The term has been taken up and used by conspiracy theorists who claim that some mass shootings and other terror events are staged for the advancement of various political objectives, such as to advance gun control measures.

== Disaster training simulations ==
Actors take on the role of mock victims and simulate specific injuries from a disaster to add life-like realism to an emergency exercise.

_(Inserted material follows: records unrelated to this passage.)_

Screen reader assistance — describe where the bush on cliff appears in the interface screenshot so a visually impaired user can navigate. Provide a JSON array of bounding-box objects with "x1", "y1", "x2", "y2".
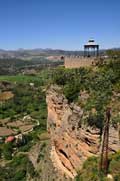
[
  {"x1": 51, "y1": 60, "x2": 120, "y2": 130},
  {"x1": 0, "y1": 154, "x2": 36, "y2": 180},
  {"x1": 76, "y1": 151, "x2": 120, "y2": 181},
  {"x1": 3, "y1": 142, "x2": 13, "y2": 160}
]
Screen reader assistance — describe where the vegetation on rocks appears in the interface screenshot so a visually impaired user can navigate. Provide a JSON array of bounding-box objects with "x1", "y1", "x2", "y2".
[
  {"x1": 51, "y1": 59, "x2": 120, "y2": 130},
  {"x1": 0, "y1": 57, "x2": 120, "y2": 180},
  {"x1": 0, "y1": 154, "x2": 37, "y2": 181},
  {"x1": 76, "y1": 151, "x2": 120, "y2": 181}
]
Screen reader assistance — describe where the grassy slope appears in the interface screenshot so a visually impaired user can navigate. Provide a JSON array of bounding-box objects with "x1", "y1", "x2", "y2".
[
  {"x1": 76, "y1": 151, "x2": 120, "y2": 181},
  {"x1": 0, "y1": 75, "x2": 41, "y2": 83}
]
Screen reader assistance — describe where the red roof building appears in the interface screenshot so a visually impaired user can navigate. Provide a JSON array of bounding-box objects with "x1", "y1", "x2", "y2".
[{"x1": 5, "y1": 136, "x2": 15, "y2": 143}]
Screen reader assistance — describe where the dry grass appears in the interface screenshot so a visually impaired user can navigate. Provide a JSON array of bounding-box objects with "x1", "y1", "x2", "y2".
[
  {"x1": 7, "y1": 120, "x2": 24, "y2": 127},
  {"x1": 19, "y1": 125, "x2": 34, "y2": 133},
  {"x1": 0, "y1": 91, "x2": 14, "y2": 101},
  {"x1": 0, "y1": 127, "x2": 16, "y2": 136}
]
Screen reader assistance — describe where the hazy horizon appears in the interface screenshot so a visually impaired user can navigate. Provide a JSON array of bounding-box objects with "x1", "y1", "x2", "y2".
[{"x1": 1, "y1": 46, "x2": 120, "y2": 52}]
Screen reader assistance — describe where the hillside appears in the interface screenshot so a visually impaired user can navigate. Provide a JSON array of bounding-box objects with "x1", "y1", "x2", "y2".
[
  {"x1": 0, "y1": 58, "x2": 63, "y2": 75},
  {"x1": 46, "y1": 59, "x2": 120, "y2": 180},
  {"x1": 0, "y1": 49, "x2": 84, "y2": 59},
  {"x1": 0, "y1": 58, "x2": 120, "y2": 180},
  {"x1": 46, "y1": 84, "x2": 119, "y2": 180},
  {"x1": 0, "y1": 47, "x2": 119, "y2": 60}
]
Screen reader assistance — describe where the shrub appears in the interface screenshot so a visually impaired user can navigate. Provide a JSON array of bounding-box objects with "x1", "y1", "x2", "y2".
[
  {"x1": 63, "y1": 82, "x2": 80, "y2": 102},
  {"x1": 3, "y1": 142, "x2": 13, "y2": 160},
  {"x1": 76, "y1": 152, "x2": 120, "y2": 181},
  {"x1": 87, "y1": 113, "x2": 104, "y2": 133},
  {"x1": 14, "y1": 169, "x2": 26, "y2": 181}
]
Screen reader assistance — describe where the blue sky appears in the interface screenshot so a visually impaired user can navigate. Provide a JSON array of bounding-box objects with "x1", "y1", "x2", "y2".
[{"x1": 0, "y1": 0, "x2": 120, "y2": 50}]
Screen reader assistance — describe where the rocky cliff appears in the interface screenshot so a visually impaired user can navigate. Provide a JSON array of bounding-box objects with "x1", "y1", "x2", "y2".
[{"x1": 46, "y1": 85, "x2": 120, "y2": 180}]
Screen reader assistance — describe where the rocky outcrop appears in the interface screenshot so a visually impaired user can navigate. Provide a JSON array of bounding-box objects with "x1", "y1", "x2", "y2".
[
  {"x1": 46, "y1": 85, "x2": 100, "y2": 179},
  {"x1": 46, "y1": 85, "x2": 120, "y2": 180},
  {"x1": 109, "y1": 125, "x2": 120, "y2": 152}
]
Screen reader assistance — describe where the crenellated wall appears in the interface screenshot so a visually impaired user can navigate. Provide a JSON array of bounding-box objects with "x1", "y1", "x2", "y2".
[{"x1": 64, "y1": 56, "x2": 96, "y2": 68}]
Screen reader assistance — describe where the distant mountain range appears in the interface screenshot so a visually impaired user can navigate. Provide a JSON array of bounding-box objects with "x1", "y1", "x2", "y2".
[
  {"x1": 0, "y1": 49, "x2": 83, "y2": 59},
  {"x1": 0, "y1": 48, "x2": 119, "y2": 59}
]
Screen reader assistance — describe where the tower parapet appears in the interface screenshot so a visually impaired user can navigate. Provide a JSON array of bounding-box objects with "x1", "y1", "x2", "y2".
[{"x1": 64, "y1": 56, "x2": 96, "y2": 68}]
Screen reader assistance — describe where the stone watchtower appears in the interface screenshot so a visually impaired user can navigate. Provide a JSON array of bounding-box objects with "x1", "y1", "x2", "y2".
[
  {"x1": 64, "y1": 39, "x2": 100, "y2": 68},
  {"x1": 84, "y1": 39, "x2": 99, "y2": 57}
]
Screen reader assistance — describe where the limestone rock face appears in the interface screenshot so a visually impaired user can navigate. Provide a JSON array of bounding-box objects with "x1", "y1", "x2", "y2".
[
  {"x1": 46, "y1": 85, "x2": 99, "y2": 179},
  {"x1": 46, "y1": 85, "x2": 120, "y2": 179},
  {"x1": 109, "y1": 125, "x2": 120, "y2": 152}
]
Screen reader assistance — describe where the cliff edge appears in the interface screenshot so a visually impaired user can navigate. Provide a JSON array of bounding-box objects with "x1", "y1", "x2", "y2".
[
  {"x1": 46, "y1": 85, "x2": 120, "y2": 180},
  {"x1": 46, "y1": 85, "x2": 100, "y2": 179}
]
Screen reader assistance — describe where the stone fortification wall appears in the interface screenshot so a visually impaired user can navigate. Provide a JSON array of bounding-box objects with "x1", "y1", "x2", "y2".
[{"x1": 64, "y1": 56, "x2": 96, "y2": 68}]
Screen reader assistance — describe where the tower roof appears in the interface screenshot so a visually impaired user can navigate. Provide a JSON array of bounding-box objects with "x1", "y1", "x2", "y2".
[{"x1": 85, "y1": 39, "x2": 99, "y2": 46}]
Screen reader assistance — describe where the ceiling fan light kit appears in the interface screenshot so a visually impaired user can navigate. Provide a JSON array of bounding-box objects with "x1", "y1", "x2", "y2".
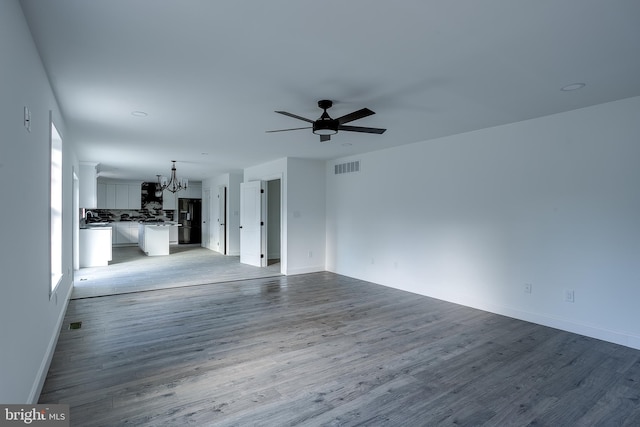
[
  {"x1": 312, "y1": 122, "x2": 338, "y2": 136},
  {"x1": 268, "y1": 99, "x2": 386, "y2": 142}
]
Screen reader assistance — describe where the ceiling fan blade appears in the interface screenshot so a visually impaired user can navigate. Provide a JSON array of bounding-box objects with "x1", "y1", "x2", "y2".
[
  {"x1": 275, "y1": 111, "x2": 314, "y2": 123},
  {"x1": 338, "y1": 125, "x2": 386, "y2": 134},
  {"x1": 266, "y1": 127, "x2": 311, "y2": 133},
  {"x1": 336, "y1": 108, "x2": 375, "y2": 125},
  {"x1": 320, "y1": 134, "x2": 331, "y2": 142}
]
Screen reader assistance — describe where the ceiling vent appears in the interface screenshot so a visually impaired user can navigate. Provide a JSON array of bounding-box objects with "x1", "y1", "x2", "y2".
[{"x1": 334, "y1": 160, "x2": 360, "y2": 175}]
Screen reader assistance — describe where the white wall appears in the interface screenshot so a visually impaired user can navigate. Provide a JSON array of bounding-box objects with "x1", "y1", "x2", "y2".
[
  {"x1": 0, "y1": 0, "x2": 77, "y2": 402},
  {"x1": 245, "y1": 157, "x2": 325, "y2": 275},
  {"x1": 286, "y1": 158, "x2": 326, "y2": 275},
  {"x1": 326, "y1": 96, "x2": 640, "y2": 350},
  {"x1": 202, "y1": 175, "x2": 225, "y2": 252},
  {"x1": 227, "y1": 173, "x2": 242, "y2": 256}
]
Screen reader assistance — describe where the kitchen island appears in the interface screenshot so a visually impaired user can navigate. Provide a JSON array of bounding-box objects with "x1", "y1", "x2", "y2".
[
  {"x1": 80, "y1": 226, "x2": 112, "y2": 267},
  {"x1": 138, "y1": 224, "x2": 171, "y2": 256}
]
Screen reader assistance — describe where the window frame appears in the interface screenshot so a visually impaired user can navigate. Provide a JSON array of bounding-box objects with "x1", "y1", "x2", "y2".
[{"x1": 50, "y1": 117, "x2": 63, "y2": 296}]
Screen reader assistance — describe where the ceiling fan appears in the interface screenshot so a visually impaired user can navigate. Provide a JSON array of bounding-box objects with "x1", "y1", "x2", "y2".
[{"x1": 267, "y1": 100, "x2": 386, "y2": 142}]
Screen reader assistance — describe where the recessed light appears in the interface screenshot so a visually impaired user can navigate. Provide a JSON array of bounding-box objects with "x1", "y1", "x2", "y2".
[
  {"x1": 561, "y1": 83, "x2": 585, "y2": 91},
  {"x1": 131, "y1": 111, "x2": 148, "y2": 117}
]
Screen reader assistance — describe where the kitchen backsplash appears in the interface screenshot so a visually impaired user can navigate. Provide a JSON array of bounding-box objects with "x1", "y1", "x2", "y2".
[{"x1": 84, "y1": 208, "x2": 175, "y2": 223}]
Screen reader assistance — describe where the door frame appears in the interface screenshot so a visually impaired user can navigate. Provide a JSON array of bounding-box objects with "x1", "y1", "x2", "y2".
[
  {"x1": 218, "y1": 185, "x2": 227, "y2": 255},
  {"x1": 202, "y1": 189, "x2": 211, "y2": 248},
  {"x1": 265, "y1": 178, "x2": 282, "y2": 266}
]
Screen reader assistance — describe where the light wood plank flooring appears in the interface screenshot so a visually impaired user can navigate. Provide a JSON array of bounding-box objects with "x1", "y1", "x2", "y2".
[
  {"x1": 73, "y1": 245, "x2": 281, "y2": 299},
  {"x1": 41, "y1": 272, "x2": 640, "y2": 426}
]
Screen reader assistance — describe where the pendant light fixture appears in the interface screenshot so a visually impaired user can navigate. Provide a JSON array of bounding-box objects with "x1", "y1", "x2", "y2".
[{"x1": 156, "y1": 160, "x2": 188, "y2": 194}]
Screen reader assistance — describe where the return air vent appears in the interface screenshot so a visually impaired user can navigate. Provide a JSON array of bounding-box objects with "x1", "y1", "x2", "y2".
[
  {"x1": 69, "y1": 322, "x2": 82, "y2": 330},
  {"x1": 334, "y1": 160, "x2": 360, "y2": 175}
]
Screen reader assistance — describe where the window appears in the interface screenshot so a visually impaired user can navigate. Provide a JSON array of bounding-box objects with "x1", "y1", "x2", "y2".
[{"x1": 51, "y1": 121, "x2": 63, "y2": 293}]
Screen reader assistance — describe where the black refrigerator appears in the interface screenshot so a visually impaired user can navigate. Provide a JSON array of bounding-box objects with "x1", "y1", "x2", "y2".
[{"x1": 178, "y1": 198, "x2": 202, "y2": 244}]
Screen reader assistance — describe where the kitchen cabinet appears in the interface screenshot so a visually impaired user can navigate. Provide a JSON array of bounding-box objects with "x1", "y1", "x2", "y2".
[
  {"x1": 115, "y1": 184, "x2": 129, "y2": 208},
  {"x1": 79, "y1": 162, "x2": 98, "y2": 208},
  {"x1": 105, "y1": 184, "x2": 116, "y2": 208},
  {"x1": 124, "y1": 223, "x2": 138, "y2": 244},
  {"x1": 113, "y1": 222, "x2": 139, "y2": 246},
  {"x1": 97, "y1": 182, "x2": 142, "y2": 209},
  {"x1": 139, "y1": 224, "x2": 170, "y2": 256},
  {"x1": 129, "y1": 184, "x2": 141, "y2": 209},
  {"x1": 97, "y1": 183, "x2": 106, "y2": 208},
  {"x1": 169, "y1": 224, "x2": 179, "y2": 245},
  {"x1": 80, "y1": 227, "x2": 112, "y2": 267}
]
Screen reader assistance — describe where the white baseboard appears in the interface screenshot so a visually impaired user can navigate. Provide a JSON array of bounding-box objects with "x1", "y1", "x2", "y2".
[
  {"x1": 285, "y1": 265, "x2": 325, "y2": 276},
  {"x1": 401, "y1": 286, "x2": 640, "y2": 351},
  {"x1": 338, "y1": 271, "x2": 640, "y2": 352},
  {"x1": 28, "y1": 282, "x2": 73, "y2": 404},
  {"x1": 490, "y1": 304, "x2": 640, "y2": 351}
]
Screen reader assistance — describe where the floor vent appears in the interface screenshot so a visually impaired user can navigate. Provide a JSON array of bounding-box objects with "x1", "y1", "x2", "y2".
[
  {"x1": 334, "y1": 160, "x2": 360, "y2": 175},
  {"x1": 69, "y1": 322, "x2": 82, "y2": 330}
]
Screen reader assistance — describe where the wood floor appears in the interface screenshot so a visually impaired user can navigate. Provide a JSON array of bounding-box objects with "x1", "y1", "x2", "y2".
[
  {"x1": 73, "y1": 245, "x2": 281, "y2": 299},
  {"x1": 40, "y1": 272, "x2": 640, "y2": 426}
]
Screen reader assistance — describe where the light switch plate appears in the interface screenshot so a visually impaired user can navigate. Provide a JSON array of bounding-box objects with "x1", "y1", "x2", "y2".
[
  {"x1": 24, "y1": 106, "x2": 31, "y2": 132},
  {"x1": 564, "y1": 290, "x2": 575, "y2": 303}
]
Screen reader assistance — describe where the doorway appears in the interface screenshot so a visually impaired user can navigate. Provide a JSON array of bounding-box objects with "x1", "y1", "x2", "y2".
[
  {"x1": 266, "y1": 179, "x2": 281, "y2": 266},
  {"x1": 239, "y1": 178, "x2": 282, "y2": 270},
  {"x1": 202, "y1": 189, "x2": 210, "y2": 249},
  {"x1": 218, "y1": 185, "x2": 227, "y2": 255}
]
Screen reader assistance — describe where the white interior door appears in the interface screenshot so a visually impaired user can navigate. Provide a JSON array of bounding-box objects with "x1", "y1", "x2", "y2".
[
  {"x1": 218, "y1": 185, "x2": 226, "y2": 255},
  {"x1": 240, "y1": 181, "x2": 264, "y2": 266}
]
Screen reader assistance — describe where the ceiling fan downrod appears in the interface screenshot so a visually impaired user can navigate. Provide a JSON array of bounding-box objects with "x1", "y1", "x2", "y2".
[{"x1": 313, "y1": 100, "x2": 338, "y2": 136}]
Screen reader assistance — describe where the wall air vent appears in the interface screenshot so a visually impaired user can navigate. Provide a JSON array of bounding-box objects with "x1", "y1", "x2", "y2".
[{"x1": 334, "y1": 160, "x2": 360, "y2": 175}]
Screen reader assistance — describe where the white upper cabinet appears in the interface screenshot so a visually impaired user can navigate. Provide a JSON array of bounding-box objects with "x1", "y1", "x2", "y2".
[
  {"x1": 97, "y1": 181, "x2": 143, "y2": 209},
  {"x1": 105, "y1": 184, "x2": 116, "y2": 208},
  {"x1": 79, "y1": 162, "x2": 98, "y2": 208},
  {"x1": 97, "y1": 182, "x2": 106, "y2": 208},
  {"x1": 129, "y1": 183, "x2": 141, "y2": 209},
  {"x1": 115, "y1": 184, "x2": 129, "y2": 208}
]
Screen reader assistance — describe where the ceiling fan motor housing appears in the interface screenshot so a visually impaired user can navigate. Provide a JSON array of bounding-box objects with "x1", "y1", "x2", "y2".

Theatrical makeup and cosmetics, plus rubber and latex appliances, are often used to simulate a variety of wounds or medical conditions that realistically portray victim's injuries, a practice known as medical moulage.

Actors who portray news reporters, relatives of victims, and concerned citizens are also used during drills to train emergency operations center personnel to cope with a variety of emotionally-charged demands and requests.

== Conspiracy theories and defamation ==
In the United States, the term has been used by conspiracy theorists who claim that some mass shootings and other terror events are staged for the advancement of various political objectives such as to advance gun control measures. Conspiracy theorists' use of the term is thought to have originated in 2012, when a blog post by former professor and conspiracy theorist James Tracy suggested that the government could have hired an acting agency named Visionbox to help stage the Sandy Hook Elementary School shooting. Visionbox offered dramatic training "in criminal and victim behavior" to actors intended to help "bring intense realism to simulated mass casualty incidents in public places".

Tracy also promoted a crisis actor conspiracy theory of the Boston Marathon bombing. Conspiracy theorists have falsely claimed such attacks are "false flag operations" staged by conspirators, usually government or corporate forces, in order to achieve some goal such as justifying increased government surveillance, disarmament of the population, or military action against blamed nations or groups. Crisis actors are claimed in this context to play the part of bystanders or witnesses, emergency response personnel, and (with the aid of stage makeup) wounded victims of the attack.

Advocates of the conspiracy theory include Alex Jones and outlets such as True Pundit. In April 2018, the parents of two children killed in the Sandy Hook shooting launched a lawsuit against Jones for defamation "accusing him and his website InfoWars of engaging in a campaign of 'false, cruel, and dangerous assertions'". In November 2021, Jones was found liable by default after failing to provide documents to the court and announced he would appeal the decision. In August 2022, the Heslin v. Jones jury ordered that Jones pay $4.1M in compensatory damages and $45.2M in punitive damages. During the trial, Jones admitted that the Sandy Hook shooting was "100% real", and he agreed with his own attorney that it was "absolutely irresponsible" to push falsehoods about the shooting and its victims.

During the Gaza war, accusations of victims on both sides of the war being "crisis actors" have circulated on social media.